Technologies are shaped by the ecosystems that deploy them. Our understanding of these ecosystems, in turn, arose initially from studies of competition in high-tech industries, where the decisions of third parties, such as complementors, helped grow the scale and scope of ecosystems and determined the outcome of competition between rival ecosystems. Since then, they have been studied more carefully by academics. These studies have shown the importance of underlying factors, such as network effects, where the value of an item depends, in part, on whether others already have it. The influence of technical standards has also been important to the emergence of ecosystems. These standards help reduce complexity in a technological system and enable that system to evolve more fluidly, with a broader set of contributors.
These early studies were conducted primarily from the perspectives of innovation economics and technical complexity. Since the time of those studies, many ecosystems have grown to a size that far exceeded the expectations of earlier scholars. More recently, particularly in the case of digital technologies, some of these same ecosystems are now showing signs of retreat—even the possibility of collapse. To understand these new dynamics, a more sociological set of factors has emerged that complement our earlier understanding of ecosystems. These sociological factors center around social acceptance, or legitimacy, rather than concepts of profit and loss or scale and scope. It is now clear, for example, that many of the social networks that provide digital services to consumers are now running into limits in their ability to continue operating and growing. Any further growth will arise only if and when the underlying social legitimation of these digital services is renegotiated.
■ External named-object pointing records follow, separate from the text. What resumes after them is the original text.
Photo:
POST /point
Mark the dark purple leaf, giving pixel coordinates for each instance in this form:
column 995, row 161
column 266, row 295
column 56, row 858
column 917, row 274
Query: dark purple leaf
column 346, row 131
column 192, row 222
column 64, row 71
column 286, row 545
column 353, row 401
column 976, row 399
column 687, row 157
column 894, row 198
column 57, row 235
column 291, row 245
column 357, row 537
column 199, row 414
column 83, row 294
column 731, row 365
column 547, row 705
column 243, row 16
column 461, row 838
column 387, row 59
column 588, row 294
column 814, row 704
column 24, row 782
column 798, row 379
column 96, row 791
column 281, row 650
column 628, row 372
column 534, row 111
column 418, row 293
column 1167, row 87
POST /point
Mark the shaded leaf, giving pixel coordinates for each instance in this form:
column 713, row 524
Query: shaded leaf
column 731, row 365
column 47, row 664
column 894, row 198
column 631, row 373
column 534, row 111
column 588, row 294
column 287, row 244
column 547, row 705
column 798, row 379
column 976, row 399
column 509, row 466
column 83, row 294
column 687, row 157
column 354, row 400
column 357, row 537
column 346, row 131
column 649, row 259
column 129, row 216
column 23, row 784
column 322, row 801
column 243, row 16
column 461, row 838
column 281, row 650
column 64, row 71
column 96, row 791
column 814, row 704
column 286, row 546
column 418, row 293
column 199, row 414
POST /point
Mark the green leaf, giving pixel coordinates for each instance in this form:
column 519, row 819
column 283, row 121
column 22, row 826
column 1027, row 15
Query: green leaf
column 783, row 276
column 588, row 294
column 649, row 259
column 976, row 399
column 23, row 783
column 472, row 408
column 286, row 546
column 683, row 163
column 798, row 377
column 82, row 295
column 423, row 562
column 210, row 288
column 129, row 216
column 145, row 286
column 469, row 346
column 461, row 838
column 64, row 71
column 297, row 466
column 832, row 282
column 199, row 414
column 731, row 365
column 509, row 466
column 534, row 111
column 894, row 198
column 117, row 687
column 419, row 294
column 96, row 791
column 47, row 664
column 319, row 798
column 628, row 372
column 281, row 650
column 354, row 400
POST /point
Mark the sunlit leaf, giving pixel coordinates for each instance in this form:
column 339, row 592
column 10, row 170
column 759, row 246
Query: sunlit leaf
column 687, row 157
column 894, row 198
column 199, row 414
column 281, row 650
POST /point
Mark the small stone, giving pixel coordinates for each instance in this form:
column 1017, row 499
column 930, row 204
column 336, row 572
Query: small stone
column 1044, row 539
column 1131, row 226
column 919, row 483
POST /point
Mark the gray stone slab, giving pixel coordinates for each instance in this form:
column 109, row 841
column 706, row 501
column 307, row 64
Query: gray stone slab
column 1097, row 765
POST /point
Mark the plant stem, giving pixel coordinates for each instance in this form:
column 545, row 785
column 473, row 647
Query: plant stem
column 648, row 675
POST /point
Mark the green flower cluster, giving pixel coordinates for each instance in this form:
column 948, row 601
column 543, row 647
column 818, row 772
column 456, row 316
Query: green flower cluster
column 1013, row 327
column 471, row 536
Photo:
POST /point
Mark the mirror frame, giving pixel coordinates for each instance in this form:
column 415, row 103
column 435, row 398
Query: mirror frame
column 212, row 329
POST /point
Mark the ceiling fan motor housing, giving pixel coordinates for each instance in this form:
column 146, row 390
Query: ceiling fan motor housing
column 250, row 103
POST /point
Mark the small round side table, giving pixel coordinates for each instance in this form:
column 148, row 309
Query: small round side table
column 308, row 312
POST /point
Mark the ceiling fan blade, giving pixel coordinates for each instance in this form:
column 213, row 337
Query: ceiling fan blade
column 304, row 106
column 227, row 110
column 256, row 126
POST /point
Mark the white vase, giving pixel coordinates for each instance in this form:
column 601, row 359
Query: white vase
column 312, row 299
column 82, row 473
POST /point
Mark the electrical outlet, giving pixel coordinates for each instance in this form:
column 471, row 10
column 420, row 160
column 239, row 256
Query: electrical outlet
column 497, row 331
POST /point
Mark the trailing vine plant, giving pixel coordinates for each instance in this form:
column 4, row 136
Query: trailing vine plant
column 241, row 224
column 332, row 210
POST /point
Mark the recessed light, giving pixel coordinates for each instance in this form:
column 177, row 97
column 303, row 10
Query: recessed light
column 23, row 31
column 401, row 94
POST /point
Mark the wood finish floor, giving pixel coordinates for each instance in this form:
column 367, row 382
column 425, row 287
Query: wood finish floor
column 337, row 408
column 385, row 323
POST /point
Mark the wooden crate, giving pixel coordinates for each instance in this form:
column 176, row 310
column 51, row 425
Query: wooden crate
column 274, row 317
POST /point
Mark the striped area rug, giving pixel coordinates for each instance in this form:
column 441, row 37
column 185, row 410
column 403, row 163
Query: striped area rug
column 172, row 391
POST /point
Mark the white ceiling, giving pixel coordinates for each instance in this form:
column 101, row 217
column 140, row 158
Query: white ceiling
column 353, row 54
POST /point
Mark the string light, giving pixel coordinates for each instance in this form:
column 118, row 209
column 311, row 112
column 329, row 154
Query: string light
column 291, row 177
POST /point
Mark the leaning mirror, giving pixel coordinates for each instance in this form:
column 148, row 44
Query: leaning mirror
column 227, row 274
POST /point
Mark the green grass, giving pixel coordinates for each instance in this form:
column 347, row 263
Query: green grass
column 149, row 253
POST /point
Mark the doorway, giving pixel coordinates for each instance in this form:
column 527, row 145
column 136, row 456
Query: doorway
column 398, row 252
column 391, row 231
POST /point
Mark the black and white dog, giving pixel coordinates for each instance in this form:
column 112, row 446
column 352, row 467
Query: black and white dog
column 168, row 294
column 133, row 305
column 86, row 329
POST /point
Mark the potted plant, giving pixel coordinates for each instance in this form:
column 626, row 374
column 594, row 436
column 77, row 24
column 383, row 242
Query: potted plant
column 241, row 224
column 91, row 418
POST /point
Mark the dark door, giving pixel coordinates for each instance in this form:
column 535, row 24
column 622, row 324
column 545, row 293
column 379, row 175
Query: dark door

The importance of a sociological lens for understanding legitimacy in ecosystems is further reinforced by the expansion of the scope of many ecosystems. Rather than being only big, these ecosystems now offer a variety of services and products that span several industries, connecting sectors that have so far remained disconnected or unrelated. Many offer services, such as those in health and well-being, that transcend the boundaries of economic transactions and intermesh with the everyday lives and activities of individuals, organizations, and groups. It has become clear by now that the role digital technologies play in ecosystem emergence and growth is more than offering technical support or connectivity. Ecosystems are also shaped by the digital technologies adopted. Some technologies may evolve toward a more decentralized system of governance, while others may show opposite tendencies. As such, a sociological lens also contributes to a better comprehension of the dynamics of these ecosystems. Including technologies in the study of ecosystem legitimacy complements our earlier understanding of ecosystems and sets the stage for the study of ecosystems in an increasingly digitized society.
This report adopts this sociological perspective, as the EINST4INE project examines questions of innovation, grand challenges, and the possibilities of open innovation and sustainability. Inside, you will find several case studies that are underway, and you will see how social legitimation processes are informing the rise of these new practices. There will undoubtedly be failure cases along the way, and these too will likely require a sociological dimension to understand their lack of acceptance in society.